This article is republished from the Southern Poverty Law Center.
This time, there is no doubt who put up the latest racially charged billboard in Harrison, Ark., a nearly all-white city in the Ozarks that is struggling for its soul.
The Ku Klux Klan did it.
The sign brought national media attention to the city and its history of racial hostility to African Americans. But no one claimed responsibility for the sign. The man who owned the billboard company declined to say who paid to lease the space.
The Harrison Community Task Force on Race Relations, which has been working mightily for 12 years improve race relations and the city’s reputation, put up two signs of its own: “Love your neighbor.”
In March of 2014, another racially charged billboard was added just below the yellow sign. It featured a picture of a smiling white family and read, “Beautiful Town, Beautiful People, No Wrong Exits, No Bad Neighborhoods.”

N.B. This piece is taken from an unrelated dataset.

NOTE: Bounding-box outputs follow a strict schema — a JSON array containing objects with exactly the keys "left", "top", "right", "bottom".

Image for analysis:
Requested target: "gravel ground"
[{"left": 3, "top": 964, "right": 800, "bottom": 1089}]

The signs stayed up until about four weeks ago when they were replaced by billboards for the local McDonald’s and a Baptist church, saying everybody was welcome.
The Task Force celebrated, figuring – hoping – that the Harrison billboard wars were finally over, “because there are so many good things and great people in Harrison to focus on,” Task Force member Layne Ragsdale told Hatewatch Tuesday.
But on Monday, a new “pro-white” billboard went up in the city in a different spot, “an even better location than the others,” Thomas Robb, the longtime leader of the Knights Party, one of the longer-lived KKK organizations in the country, chortled on the white nationalist Web forum, Stormfront.
The new sign proclaims, “It’s NOT Racist to [HEART] Your People.”
Below those words is a website address that links to KKKRadio.
Billy Roper, a former neo-Nazi-turned-Klansman, wrote on Stormfront Monday that “the Anti-White elites were celebrating the fact that the previous two billboards were removed in town.”
“Haven’t they heard,” he added, “that you can’t keep a good Klan down?”
The Knights Party, also known as the Knights of the Ku Klux Klan, has long been associated with Harrison, primarily because it uses a Harrison mailing address, although its headquarters is actually 15 miles outside of the city of 13,000 residents. In his Stormfront posts about the new sign, Robb said he wanted the Task Force “to celebrate and do their Hi-Fives” about the racially charged signs coming down before hitting them with the new billboard.
“We could have put the billboards up the next day,” he smirked, “but it is more fun to allow them to be puffed up and then prick their bubble.”
He added that he is looking to put up another sign on Interstate 40 in Russellville, near Arkansas Tech. “I already have the OK from the billboard company,” Robb wrote, “but we need a little of this stuff $$. Anyone want to help?”
Ragsdale of the Task Force told Hatewatch today that when she first heard about the new billboard going up she hoped it was a joke. “But it’s real,” she sighed. “They’re still trying to smear the community with their opinions. They’re trying to pretend they’re the voice of Harrison. It just gets so old. Move on, already.”